Cast: Arjun Kapoor, Kriti Sanon, Sanjay Dutt
Director: Ashutosh Gowariker
At the very outset, I would say that Ashutosh Gowariker’s Panipat has a lot of merit. For starters, it takes care to breakdown and demystify the third battle of Panipat fought by the Marathas and their allies against the Afghan invader Ahmad Shah Abdali. Given the director’s fascination with history and period dramas, Panipat obviously is a continuum of his labour of love. Unfortunately, the simplistic approach, which worked like a charm for his 2008 magnum opus Jodhaa Akbar is no longer sufficient to satisfy the audience. In the recent years it is Sanjay Leela Bhansali style of cinematic extravaganza seen in films like Bajirao Mastani and Padmaavat that have gained currency. To add to this, 2019 also saw well-mounted historical dramas like Kesari, thus obviously raising the bar and audience expectations much higher.
Panipat, a film about Maratha warrior Sadashiv Rao Bhau who staves off Afghan ruler Ahmad Shah Abdali, disappoints only because of a linear screenplay that fails to rouse dramatic emotions so important to historicals. It fails to effectively exploit the creative tropes tht are key to historicals- namely palace intrigue or battlefield treachery. That songs spring up frequently for no particular reason serving no purpose other than slowing down the narrative does not help the film at all.
The film's story is set in times when Mughal empire was in decline and Maratha power was on the rise and as mentioned earlier, the attention to detailing of the factors that led to Abdali’s invasion are praiseworthy. The screenplay reels out these details of alliances on both sides with textbook perfection but fails to whip up emotions.
Panipat could have been a rollercoaster historical-war thriller or even an action film if it kept the spotlight firmly on Abdali and Sadashiv Rao, but it squanders screentime on domesticity instead.
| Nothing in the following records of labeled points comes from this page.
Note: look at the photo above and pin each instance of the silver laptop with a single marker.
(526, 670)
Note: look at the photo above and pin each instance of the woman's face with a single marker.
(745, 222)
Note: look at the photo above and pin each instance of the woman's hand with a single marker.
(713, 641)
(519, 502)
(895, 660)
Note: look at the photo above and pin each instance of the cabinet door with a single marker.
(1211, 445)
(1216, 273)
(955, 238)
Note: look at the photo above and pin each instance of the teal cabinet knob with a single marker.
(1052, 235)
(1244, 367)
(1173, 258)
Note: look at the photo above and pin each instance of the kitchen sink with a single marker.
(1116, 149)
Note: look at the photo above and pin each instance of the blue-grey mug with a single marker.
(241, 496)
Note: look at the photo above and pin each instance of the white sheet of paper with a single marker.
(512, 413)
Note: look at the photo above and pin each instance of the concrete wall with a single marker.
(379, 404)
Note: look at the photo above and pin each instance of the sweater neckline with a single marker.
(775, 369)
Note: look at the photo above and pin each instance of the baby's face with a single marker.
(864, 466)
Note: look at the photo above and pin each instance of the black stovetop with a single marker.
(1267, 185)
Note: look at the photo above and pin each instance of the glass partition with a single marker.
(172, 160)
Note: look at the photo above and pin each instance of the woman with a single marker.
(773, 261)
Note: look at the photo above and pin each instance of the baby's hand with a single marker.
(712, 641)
When one goes into a film named Panipat, one expects a war film with the romance, if any, in the background. But, here it plays such a significant part that it takes away all the high points achieved in the battle scenes and reduces them to filler-like proportions. The lead up to the battle in the film's second half is particularly engaging but it is too little too late.
The cast has a good ensemble of actors including Sanjay Dutt Mohnish Bahl, Padmini Kolhapure, Zeenat Aman, Suhasini Mulay and Kunal Kapoor playing key characters. They certainly evoke curiosity, but the one who remains most watchable of all, was undoubtedly Sanjay Dutt as Abdali. Actors often complain that in costume dramas, costumes often wear them, but with Dutt as the swashbuckling Afghan, it’s the other way around. His imposing presence looms large over the film and courtesy his impeccable villainous actions, Dutt makes quite an impression.
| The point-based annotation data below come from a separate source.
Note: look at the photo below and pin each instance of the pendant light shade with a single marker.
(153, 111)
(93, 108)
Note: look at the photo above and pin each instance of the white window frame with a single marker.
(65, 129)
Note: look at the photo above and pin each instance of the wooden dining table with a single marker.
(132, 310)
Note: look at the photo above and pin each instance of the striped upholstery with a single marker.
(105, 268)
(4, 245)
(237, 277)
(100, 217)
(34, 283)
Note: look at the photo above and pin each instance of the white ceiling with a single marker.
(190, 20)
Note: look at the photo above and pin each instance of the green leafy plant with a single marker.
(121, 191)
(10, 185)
However, the lion’s share of attention is reserved for Arjun Kapoor as Sadashiv Rao and Kriti Sanon as Parvati Bai. The young stars despite their sincere performances fall short of expectations. Unlike his contemporary Ranveer Singh, Arjun Kapoor, the protagonist-in-chief seems out of place in this period drama. Sanon is fiesty but hamstrung by a significant but underwritten part.
Towards the end of the film it is evident that Panipat, despite attempts to be an epic saga, loses the battle.